The REACH obligations on the registration, evaluation, authorisation and restriction of chemicals were introduced under Regulation (EC) No. 1907/2006 of 18 December 2006 and entered into force on 1 June 2007. The aim of the regulation is to improve the protection of human health and the environment through the better and earlier identification of the intrinsic properties of chemical substances. REACH assigns greater responsibility to industry to manage the risks from chemicals and to provide safety information on the substances. It also aims to ensure that importers and producers of chemicals carry out basic health and safety testing on their products.
Meeting of stakeholders
As a result of the introduction of REACH, the European Chemicals Agency (ECHA) organised the first Helsinki Chemicals Forum, a meeting of stakeholders from industry, research, authorities and non-governmental organisations (NGOs), which took place in Helsinki, Finland on 27 to 29 May 2009. The aim of the new forum is to help shape an agenda for the safe and sustainable development, manufacture and use of chemicals.
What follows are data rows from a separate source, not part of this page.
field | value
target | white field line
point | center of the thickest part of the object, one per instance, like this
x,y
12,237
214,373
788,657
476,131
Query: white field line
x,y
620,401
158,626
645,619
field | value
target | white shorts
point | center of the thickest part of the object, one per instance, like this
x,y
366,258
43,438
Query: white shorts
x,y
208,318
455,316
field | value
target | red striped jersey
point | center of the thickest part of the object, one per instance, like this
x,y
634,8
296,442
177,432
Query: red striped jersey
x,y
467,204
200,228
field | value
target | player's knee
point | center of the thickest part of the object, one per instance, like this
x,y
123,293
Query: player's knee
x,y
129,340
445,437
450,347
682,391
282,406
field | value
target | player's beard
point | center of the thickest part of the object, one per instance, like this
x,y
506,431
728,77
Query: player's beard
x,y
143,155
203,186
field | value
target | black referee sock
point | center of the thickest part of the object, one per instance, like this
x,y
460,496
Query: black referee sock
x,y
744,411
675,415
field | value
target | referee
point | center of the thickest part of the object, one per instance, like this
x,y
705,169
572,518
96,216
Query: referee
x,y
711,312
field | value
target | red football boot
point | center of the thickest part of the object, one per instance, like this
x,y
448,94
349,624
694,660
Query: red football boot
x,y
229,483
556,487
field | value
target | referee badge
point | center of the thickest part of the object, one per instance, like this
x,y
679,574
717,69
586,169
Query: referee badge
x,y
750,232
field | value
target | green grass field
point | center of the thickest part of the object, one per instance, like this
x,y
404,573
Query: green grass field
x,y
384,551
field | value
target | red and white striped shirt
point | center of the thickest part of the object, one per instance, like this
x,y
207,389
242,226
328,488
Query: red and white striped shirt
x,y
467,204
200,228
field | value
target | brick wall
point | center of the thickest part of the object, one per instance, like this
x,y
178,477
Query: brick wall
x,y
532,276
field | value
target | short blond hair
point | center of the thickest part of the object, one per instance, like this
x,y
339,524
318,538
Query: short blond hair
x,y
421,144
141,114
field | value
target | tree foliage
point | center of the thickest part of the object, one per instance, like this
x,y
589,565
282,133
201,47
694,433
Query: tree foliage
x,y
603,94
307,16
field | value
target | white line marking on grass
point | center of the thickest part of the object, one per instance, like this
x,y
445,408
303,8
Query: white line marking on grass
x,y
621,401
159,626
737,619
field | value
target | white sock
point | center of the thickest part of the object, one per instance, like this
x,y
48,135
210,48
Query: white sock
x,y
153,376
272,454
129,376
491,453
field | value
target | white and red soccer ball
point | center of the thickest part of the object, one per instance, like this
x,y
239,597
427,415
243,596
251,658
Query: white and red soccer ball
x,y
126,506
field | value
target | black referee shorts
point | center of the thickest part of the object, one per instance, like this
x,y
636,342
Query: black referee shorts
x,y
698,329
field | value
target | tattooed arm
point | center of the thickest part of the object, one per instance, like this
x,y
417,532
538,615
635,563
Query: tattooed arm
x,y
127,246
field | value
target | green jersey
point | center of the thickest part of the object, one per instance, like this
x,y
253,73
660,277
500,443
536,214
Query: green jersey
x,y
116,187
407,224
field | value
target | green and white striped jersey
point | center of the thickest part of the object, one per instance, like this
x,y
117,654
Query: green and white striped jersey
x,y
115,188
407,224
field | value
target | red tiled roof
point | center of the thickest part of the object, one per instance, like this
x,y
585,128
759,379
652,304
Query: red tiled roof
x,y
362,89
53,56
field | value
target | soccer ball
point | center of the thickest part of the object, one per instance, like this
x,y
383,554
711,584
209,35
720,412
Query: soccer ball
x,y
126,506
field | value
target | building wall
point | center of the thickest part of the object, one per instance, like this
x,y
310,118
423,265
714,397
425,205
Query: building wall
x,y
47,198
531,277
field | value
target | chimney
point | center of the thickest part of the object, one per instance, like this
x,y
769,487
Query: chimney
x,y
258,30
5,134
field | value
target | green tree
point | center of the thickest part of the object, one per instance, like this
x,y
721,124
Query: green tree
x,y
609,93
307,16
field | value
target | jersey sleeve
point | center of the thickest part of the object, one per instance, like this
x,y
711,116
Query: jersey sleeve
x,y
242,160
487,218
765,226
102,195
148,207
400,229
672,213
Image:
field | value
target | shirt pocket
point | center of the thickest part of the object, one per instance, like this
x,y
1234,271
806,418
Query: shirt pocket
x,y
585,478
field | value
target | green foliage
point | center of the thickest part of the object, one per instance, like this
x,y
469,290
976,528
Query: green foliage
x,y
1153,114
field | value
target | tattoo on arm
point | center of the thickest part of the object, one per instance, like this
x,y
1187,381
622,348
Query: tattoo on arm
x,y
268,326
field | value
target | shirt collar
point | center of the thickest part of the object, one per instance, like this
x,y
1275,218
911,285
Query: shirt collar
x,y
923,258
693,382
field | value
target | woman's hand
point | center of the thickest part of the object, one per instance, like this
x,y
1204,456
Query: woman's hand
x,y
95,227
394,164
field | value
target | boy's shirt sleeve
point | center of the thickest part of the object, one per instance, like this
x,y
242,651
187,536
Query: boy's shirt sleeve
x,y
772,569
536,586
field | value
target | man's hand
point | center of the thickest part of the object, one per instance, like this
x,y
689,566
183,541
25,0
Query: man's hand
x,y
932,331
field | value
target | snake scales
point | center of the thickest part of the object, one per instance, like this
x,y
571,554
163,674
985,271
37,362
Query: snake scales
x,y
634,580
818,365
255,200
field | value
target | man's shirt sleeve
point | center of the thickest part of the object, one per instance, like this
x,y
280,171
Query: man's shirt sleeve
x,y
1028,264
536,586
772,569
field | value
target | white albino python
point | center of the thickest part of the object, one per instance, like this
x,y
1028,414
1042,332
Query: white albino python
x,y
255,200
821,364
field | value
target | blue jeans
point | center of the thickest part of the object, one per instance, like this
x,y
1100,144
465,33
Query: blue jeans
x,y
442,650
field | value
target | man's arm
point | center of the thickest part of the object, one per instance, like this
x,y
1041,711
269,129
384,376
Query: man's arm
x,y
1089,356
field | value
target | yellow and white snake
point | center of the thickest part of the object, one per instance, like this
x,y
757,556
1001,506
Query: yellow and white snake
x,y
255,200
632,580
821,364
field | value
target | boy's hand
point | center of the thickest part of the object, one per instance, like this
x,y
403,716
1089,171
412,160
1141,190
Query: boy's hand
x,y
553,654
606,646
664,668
Recommendations of BusinessEurope
At the meeting, the EU-level employer organisation BusinessEurope expressed concerns over the financial and administrative burden of REACH, calling for a reduction of the financial burden through the phased payment of registration fees. It also called for more accurate guidance about REACH obligations, in order to guarantee legal certainty, arguing that companies were ‘still left with legal uncertainties because of inconsistency or lack of coordination between different pieces of legislation’.
BusinessEurope notes that companies submitted some 2.8 million pre-registrations by the deadline of 1 December 2008, placing a particularly heavy burden on small and medium-sized enterprises (SMEs). The organisation’s findings are based on its initial assessment of the implementation of REACH, with a view to drawing the attention of European and national authorities to European industry’s experiences, successes and difficulties encountered thus far.
Priority action areas
Based on its assessment, BusinessEurope published a position paper (260Kb PDF) to coincide with the Helsinki meeting. In the paper, the organisation identifies seven priority areas for action, as follows:
- the need for a significant reduction in the financial burden on European companies, with phased payment of registration fees and lower long-term fees;
- future chemicals’ legislation to be based on the use of uniform criteria;
- improved quality of guidance about REACH obligations;
- harmonised REACH rules, particularly in the area of enforcement activities and taking account of industry experiences;
- better involvement of the correspondents of the REACH helpdesk network with industry;
- careful examination of the impacts of REACH on international trade, to ensure a level playing field between European and non-European companies;
- making fully operational ECHA’s online platform to submit data and dossiers on chemical substances (REACH-IT).
Costliness of REACH
BusinessEurope argues that REACH has created substantial additional costs for many companies, mainly SMEs. Its Director-General, Philippe de Buck, highlighted (ECHA statement, 2 June 2009):
REACH is currently too costly and too uncertain. European companies have mobilised considerable resources to fulfil REACH obligations. It is now urgent, after two years, that ECHA and the Commission adopt the most cost-effective implementation measures and guarantee legal certainty.
Trade union position on REACH
BusinessEurope’s position on REACH differs from that of the European trade unions. The European Trade Union Confederation (ETUC) supports the establishment of a priority list (590Kb PDF) of chemicals for authorisation (see also ETUC press release, 31 March 2009). ETUC’s Confederal Secretary, Joël Decaillon, explaining why trade unions across Europe have always backed an ambitious REACH regulation, outlined that (press release, 31 March 2009):
the future of Europe’s chemicals industry depends on it producing and marketing chemicals that are safer for human and environmental health.
Mr Decaillon added:
Only if the most dangerous chemicals currently on the market are replaced at the earliest opportunity by safer alternatives will the fight for innovation and competitiveness be won, bringing more and better jobs with it.